Conhecendo Varsóvia, a capital da Polônia

Varsóvia, embora conhecida de nome por quase todos, pouco figura nos roteiros turísticos dos brasileiros — ou, verdade seja dita, da maioria dos turistas que vêm à Europa. A capital polonesa foi bombardeada e 80% destruída durante a Segunda Guerra Mundial. Quase tudo é novo, do período comunista da Guerra Fria, e talvez por isso falte a Varsóvia a atratividade de outras capitais europeias. Mas isso também joga a seu favor: eu cheguei esperando a mais feia das cidades, e me surpreendi quando vi que não é bem assim.

Três horas de trem expresso separam Cracóvia, a irmã mais charmosa, de Varsóvia, a capital. Se pegar o trem pinga-pinga, como eu certa vez fiz por engano, leva o dobro do tempo, então recomendo se certificar bem. A minha primeira vez foi no verão, num trem lotado de turistas jovens, em que passei três horas e meia de pé. (A Polônia tem dessas. Em matéria de infraestrutura, se parece mais com o Brasil que com a rica Europa Ocidental.)
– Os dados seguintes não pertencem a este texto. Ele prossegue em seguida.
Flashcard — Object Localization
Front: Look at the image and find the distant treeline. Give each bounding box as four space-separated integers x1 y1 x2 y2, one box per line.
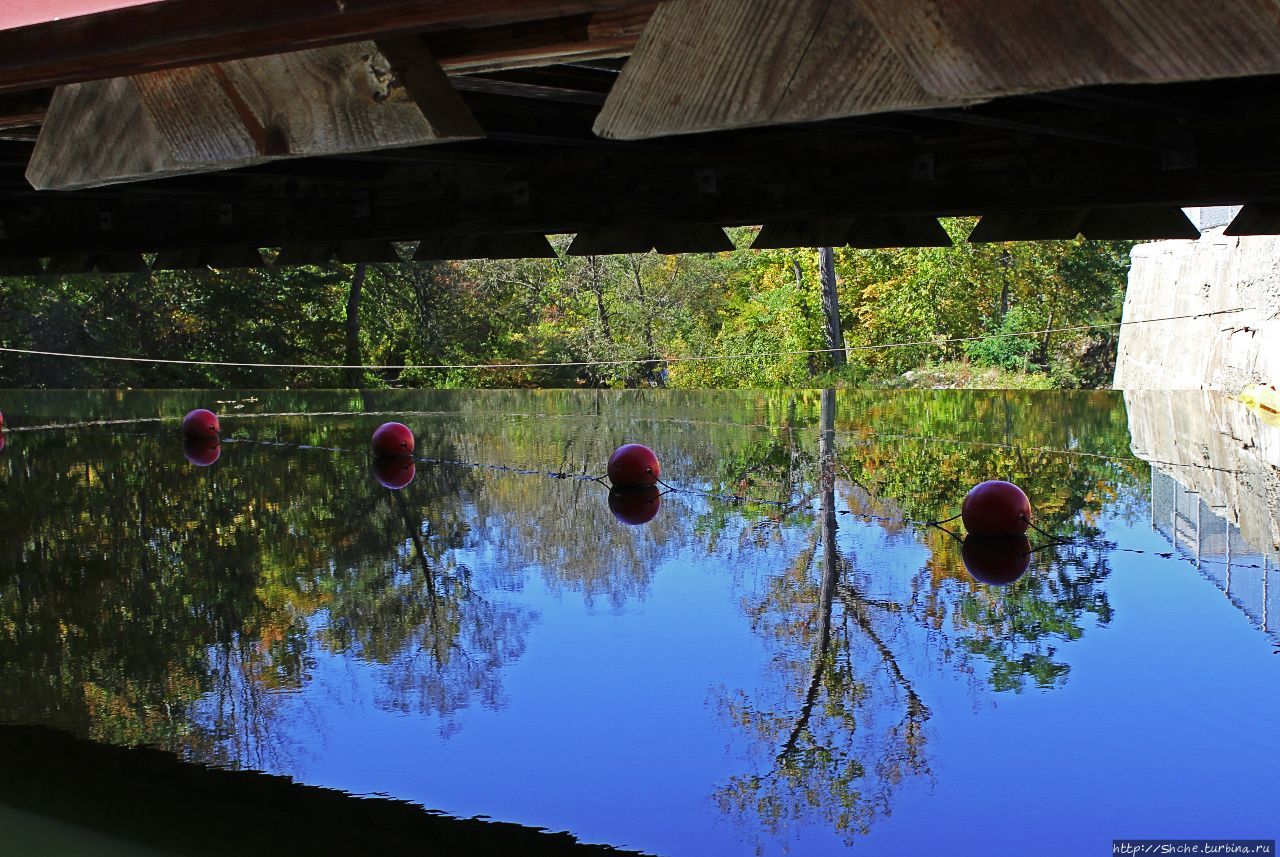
0 220 1130 388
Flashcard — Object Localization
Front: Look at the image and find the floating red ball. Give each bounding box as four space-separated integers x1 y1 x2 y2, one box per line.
371 422 413 458
607 444 662 487
182 437 223 467
609 485 662 526
182 408 221 437
372 457 417 491
960 536 1032 586
960 480 1032 536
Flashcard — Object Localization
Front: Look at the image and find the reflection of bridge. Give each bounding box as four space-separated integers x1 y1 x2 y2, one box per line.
1151 464 1280 634
1125 391 1280 634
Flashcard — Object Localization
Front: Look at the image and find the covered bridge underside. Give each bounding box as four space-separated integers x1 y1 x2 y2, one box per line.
0 0 1280 274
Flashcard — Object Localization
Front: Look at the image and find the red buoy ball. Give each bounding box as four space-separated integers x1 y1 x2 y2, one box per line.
371 422 413 458
182 408 221 439
372 457 417 491
609 485 662 526
960 536 1032 586
960 480 1032 536
607 444 662 487
182 437 223 467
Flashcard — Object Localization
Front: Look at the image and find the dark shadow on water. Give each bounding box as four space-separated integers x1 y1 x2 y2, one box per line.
0 725 650 857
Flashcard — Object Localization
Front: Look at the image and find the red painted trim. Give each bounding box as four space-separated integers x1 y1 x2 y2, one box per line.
0 0 164 29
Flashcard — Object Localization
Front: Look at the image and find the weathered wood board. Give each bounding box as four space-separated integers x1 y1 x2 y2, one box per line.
595 0 1280 139
595 0 965 139
27 38 484 189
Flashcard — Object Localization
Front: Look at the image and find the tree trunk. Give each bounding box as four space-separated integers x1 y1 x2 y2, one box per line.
343 262 365 386
818 247 849 368
791 256 818 377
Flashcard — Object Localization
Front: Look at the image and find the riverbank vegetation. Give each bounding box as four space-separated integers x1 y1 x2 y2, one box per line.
0 220 1130 388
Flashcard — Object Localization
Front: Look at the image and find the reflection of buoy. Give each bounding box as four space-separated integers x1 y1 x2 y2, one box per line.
370 422 413 458
960 536 1032 586
609 485 662 524
182 437 223 467
374 457 417 491
960 480 1032 536
182 408 221 437
605 444 662 487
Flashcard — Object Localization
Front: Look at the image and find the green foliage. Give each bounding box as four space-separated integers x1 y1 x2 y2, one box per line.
0 226 1129 388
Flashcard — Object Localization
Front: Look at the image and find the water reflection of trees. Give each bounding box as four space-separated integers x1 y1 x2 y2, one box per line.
0 391 1146 837
716 391 1139 843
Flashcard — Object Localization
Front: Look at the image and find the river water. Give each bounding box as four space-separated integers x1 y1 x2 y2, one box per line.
0 390 1280 856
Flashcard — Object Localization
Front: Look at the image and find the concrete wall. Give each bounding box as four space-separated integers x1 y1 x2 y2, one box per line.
1115 226 1280 393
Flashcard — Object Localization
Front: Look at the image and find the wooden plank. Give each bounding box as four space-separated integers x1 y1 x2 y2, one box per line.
846 216 951 249
751 219 856 249
595 0 968 139
0 0 159 29
424 6 658 74
858 0 1280 98
27 40 484 191
0 0 653 92
0 258 45 276
45 251 147 276
969 208 1088 244
1080 206 1199 240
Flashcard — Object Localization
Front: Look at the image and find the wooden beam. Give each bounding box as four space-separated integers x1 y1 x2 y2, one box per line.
0 257 45 276
45 251 147 276
413 233 556 262
845 216 951 249
151 246 265 271
567 224 737 256
334 240 402 265
1080 206 1199 240
274 242 338 267
858 0 1280 98
27 40 484 191
1222 202 1280 235
595 0 968 139
751 219 855 249
969 208 1088 244
424 6 658 74
0 0 653 92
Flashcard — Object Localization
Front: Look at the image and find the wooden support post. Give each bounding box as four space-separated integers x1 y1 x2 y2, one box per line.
818 247 849 370
27 38 484 191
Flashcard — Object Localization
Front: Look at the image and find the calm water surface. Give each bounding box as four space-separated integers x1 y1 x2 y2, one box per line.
0 390 1280 856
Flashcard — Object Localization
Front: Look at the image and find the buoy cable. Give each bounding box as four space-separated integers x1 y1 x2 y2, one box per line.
0 307 1247 371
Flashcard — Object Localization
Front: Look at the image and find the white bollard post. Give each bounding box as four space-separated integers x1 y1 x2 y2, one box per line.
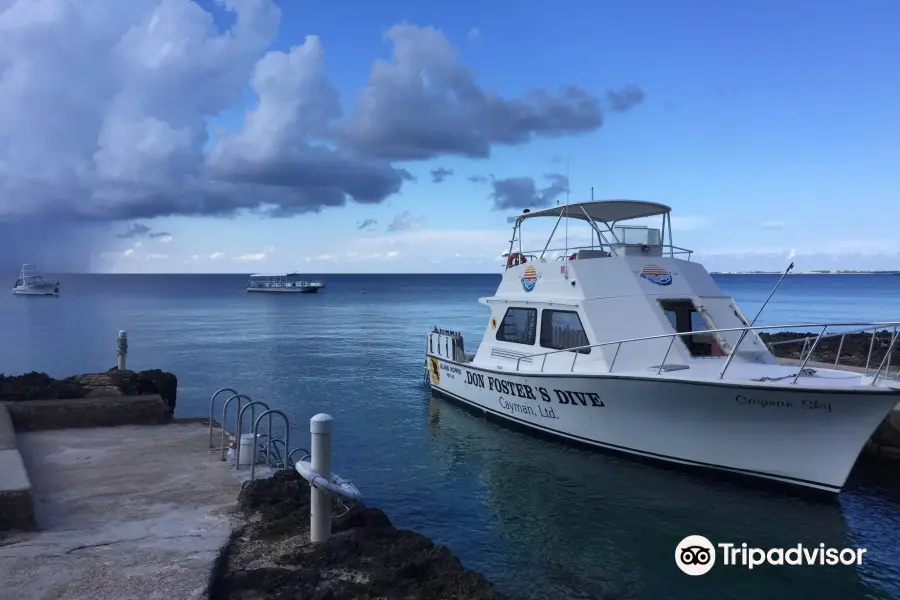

Desembarcando, logo avistei o prédio mais notável e simbólico da cidade: o Palácio de Cultura e Ciência, erigido em 1955 em estilo arquitetônico do Realismo Socialista. (Ele é às vezes chamado simplesmente de “centro de cultura”, ou pelo seu apelido “Pekin”, do seu nome em polonês: Palac Kultury i Nauki.)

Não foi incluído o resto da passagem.